The hydrolysis reaction occurs at a rather high temperature (150-190 ° C). When the hydrolyzate (an aqueous solution of simple sugars) is cooled, vapors are formed, from the condensate of which furfural is produced. It is used in the production of plastics, synthetic fibers (nylon), resins, the manufacture of medicines (furatsilina, etc.), dyes and other products.

With further processing of the hydrolyzate, fodder yeast, ethyl alcohol (ethanol), carbon dioxide are obtained. Ethanol is produced only from coniferous wood, used as a solvent and, increasingly, as fuel. When heating wood without access to air, pyrolysis takes place.
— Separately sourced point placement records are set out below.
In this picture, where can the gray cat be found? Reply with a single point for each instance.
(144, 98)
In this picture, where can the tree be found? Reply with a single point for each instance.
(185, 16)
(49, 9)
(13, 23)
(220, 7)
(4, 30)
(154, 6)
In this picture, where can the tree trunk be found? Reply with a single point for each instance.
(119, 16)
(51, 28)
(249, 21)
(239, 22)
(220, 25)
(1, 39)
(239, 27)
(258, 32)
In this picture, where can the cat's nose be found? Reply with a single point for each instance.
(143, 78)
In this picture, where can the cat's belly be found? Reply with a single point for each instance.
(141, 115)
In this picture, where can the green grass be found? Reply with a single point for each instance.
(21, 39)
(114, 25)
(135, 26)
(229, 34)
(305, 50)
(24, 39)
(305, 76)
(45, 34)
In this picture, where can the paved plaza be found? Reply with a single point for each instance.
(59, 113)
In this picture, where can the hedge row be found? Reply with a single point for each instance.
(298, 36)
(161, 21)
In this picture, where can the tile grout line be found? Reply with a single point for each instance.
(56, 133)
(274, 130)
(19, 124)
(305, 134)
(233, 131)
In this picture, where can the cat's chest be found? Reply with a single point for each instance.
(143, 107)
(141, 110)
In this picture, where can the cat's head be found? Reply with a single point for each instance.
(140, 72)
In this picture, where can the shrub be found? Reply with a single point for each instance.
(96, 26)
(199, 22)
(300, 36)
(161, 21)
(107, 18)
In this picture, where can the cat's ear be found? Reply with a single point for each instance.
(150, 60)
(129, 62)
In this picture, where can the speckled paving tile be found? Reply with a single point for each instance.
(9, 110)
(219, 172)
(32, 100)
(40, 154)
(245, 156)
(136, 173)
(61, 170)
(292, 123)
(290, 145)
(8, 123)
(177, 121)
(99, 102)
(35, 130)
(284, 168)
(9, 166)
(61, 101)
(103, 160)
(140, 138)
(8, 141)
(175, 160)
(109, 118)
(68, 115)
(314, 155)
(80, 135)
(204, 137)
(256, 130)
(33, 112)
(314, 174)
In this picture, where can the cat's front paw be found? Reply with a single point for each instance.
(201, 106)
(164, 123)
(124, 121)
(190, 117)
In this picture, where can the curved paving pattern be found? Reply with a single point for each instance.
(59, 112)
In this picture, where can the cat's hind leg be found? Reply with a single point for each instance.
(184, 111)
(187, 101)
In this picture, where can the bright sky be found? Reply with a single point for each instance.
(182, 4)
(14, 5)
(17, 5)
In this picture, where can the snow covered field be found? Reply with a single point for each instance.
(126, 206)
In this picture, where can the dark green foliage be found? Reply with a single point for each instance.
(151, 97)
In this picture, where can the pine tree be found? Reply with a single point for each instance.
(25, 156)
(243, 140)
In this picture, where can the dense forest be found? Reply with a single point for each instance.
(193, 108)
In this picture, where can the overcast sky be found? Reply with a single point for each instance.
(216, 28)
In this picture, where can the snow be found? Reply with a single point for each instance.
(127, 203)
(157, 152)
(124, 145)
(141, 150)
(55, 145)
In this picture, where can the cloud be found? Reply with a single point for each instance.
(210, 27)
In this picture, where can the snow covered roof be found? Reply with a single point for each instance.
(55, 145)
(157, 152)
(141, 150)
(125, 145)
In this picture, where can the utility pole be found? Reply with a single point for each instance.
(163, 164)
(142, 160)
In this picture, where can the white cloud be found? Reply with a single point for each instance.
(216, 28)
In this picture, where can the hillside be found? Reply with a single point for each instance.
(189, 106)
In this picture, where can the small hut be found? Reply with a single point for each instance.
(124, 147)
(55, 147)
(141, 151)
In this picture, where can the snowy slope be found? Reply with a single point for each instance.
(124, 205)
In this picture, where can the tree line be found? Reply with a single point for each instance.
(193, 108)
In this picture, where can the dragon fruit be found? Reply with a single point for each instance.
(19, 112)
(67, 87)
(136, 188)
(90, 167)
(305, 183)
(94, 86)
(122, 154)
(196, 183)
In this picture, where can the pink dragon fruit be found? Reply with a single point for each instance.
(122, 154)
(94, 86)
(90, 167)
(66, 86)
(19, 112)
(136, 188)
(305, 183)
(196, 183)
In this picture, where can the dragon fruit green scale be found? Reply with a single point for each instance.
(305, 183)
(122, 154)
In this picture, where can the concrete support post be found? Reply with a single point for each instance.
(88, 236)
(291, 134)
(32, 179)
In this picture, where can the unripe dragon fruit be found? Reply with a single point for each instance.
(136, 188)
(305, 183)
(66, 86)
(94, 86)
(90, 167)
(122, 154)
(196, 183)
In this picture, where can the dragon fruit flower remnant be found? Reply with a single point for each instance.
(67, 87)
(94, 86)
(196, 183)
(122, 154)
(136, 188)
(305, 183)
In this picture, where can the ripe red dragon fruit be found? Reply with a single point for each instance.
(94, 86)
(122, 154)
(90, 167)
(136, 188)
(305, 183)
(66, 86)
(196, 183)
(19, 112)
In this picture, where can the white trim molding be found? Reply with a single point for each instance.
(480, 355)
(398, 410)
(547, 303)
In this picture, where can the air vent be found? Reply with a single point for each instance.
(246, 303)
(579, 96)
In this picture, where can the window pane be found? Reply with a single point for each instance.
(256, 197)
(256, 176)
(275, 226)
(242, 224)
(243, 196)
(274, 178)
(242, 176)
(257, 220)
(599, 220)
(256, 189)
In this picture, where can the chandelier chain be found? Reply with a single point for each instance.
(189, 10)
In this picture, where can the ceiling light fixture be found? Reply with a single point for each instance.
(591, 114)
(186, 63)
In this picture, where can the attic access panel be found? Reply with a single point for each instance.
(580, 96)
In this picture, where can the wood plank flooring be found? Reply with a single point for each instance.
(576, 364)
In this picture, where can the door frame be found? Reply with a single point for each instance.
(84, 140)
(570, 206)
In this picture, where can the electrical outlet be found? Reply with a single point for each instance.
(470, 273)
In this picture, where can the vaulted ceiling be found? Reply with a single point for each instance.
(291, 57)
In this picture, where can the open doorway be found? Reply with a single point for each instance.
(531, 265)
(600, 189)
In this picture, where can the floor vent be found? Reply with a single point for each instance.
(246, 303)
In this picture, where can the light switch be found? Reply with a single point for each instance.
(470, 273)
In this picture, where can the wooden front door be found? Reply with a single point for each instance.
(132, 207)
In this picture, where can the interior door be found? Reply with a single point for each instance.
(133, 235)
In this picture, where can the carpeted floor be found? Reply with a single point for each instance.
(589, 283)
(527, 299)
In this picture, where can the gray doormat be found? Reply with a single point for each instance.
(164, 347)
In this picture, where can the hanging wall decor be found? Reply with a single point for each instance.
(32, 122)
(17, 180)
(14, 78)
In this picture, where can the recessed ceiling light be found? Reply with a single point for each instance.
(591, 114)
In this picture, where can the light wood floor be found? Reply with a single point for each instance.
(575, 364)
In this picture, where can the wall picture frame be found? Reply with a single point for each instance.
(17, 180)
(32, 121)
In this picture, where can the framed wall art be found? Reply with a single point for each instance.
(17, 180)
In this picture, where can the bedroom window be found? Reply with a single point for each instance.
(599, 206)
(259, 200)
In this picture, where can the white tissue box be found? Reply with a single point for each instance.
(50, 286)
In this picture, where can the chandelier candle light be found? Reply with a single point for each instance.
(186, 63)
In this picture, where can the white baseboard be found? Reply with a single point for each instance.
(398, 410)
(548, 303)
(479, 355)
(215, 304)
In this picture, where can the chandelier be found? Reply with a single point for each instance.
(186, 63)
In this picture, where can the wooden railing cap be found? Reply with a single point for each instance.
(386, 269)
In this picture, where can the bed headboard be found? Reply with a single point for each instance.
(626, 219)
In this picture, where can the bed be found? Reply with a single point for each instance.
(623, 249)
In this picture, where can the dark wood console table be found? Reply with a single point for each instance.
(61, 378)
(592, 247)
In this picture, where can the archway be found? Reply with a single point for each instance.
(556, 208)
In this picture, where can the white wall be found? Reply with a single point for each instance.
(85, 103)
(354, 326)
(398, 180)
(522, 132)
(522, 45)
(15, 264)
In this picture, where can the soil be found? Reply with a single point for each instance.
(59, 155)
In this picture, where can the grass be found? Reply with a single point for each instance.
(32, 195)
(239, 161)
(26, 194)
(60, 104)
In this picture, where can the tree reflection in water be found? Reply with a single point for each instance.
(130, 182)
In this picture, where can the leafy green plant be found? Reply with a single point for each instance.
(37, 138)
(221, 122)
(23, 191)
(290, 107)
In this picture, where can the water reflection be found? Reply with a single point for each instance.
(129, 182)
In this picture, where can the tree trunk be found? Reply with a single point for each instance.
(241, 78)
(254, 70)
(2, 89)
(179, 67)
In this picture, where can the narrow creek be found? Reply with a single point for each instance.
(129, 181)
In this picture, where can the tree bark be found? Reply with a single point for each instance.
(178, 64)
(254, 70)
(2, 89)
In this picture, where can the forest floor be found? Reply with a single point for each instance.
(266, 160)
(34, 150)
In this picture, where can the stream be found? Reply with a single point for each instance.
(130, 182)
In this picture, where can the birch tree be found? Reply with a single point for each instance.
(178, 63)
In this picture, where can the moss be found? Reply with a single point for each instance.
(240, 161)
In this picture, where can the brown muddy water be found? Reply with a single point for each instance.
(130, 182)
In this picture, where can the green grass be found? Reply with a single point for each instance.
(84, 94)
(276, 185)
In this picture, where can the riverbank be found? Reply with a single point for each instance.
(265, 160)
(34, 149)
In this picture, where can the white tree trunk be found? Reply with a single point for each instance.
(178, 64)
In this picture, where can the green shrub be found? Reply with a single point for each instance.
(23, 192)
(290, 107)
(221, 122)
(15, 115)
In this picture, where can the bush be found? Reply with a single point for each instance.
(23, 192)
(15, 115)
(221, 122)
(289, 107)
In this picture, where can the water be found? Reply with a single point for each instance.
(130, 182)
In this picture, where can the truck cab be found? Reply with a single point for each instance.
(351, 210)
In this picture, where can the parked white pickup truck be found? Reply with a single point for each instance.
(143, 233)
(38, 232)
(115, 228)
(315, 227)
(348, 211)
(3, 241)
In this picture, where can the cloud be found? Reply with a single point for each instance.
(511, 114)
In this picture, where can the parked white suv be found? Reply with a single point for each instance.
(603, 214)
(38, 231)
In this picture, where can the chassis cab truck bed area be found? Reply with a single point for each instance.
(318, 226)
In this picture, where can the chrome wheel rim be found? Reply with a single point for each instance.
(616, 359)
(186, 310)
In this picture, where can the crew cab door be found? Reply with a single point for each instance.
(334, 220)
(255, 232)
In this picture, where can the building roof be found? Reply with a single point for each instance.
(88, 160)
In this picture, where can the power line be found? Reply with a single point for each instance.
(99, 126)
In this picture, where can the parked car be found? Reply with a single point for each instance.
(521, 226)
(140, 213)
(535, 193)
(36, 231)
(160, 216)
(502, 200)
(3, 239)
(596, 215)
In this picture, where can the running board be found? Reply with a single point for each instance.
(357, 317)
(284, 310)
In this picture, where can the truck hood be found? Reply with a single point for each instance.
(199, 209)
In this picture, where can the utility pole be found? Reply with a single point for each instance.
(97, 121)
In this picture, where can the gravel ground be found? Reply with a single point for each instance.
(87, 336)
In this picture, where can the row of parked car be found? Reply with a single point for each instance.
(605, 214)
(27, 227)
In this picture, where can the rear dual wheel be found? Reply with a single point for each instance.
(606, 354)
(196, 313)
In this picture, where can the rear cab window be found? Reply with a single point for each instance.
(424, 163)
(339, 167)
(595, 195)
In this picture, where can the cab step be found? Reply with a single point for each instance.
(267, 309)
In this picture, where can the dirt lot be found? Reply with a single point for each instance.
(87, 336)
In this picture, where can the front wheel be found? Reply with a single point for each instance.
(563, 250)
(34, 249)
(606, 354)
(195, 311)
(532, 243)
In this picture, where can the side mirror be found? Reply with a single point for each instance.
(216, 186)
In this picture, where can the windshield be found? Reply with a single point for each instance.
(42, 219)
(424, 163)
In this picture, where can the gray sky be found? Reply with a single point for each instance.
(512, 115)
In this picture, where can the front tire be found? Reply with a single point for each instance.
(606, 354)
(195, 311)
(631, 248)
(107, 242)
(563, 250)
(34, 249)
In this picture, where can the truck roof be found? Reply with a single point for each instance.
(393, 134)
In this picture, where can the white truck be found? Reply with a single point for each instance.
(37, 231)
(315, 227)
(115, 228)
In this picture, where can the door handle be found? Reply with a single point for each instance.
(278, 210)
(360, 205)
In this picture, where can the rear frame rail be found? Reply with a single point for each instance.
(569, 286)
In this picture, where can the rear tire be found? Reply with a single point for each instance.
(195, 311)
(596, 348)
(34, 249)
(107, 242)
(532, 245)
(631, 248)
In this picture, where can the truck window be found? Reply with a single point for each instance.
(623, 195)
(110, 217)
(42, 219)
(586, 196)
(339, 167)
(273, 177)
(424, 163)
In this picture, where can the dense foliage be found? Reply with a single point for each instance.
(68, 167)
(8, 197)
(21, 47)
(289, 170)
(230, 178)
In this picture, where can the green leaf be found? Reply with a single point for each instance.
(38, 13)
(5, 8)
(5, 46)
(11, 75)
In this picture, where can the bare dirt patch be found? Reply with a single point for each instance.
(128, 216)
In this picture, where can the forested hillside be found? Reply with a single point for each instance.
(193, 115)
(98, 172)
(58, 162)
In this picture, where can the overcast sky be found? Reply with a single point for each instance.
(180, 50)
As a result of pyrolysis, coal, zizka (liquid) and gases are formed.

Charcoal, characterized by high sorption capacity, is used for cleaning industrial solutions, wastewater, in the production of sugar, in the smelting of non-ferrous metals, in the manufacture of medical preparations, semiconductors, electrodes and for many other purposes. Zizka is a solution of decomposition products used in the production of antiseptics, phenols, acetic acids.

The gases formed during pyrolysis of wood are used as fuel. In addition to low-quality wood, raw materials for the wood-chemical industry are extractive substances. The extraction of resin (gum) from conifers is achieved by means of a tap. To do this, on the surface of the trunks of pine or cedar, a special wound (carra) is applied in the fall, from which the gum flows into the conical receiver.

Gum processing is carried out in wood-chemical plants, where steam distillation of the volatile part - turpentine and roast rosin takes place. Turpentine is widely used as a solvent in the paint and varnish industry for the production of synthetic camphor.

Camphor is used in the production of cellulose, lacquers and film. Rosin is used in the production of rubber, paper, nitrocellulose, electrical insulating materials, etc. Tannins are used for making leathers are obtained from bark of willow, spruce, larch, fir, and also from oak and chestnut wood.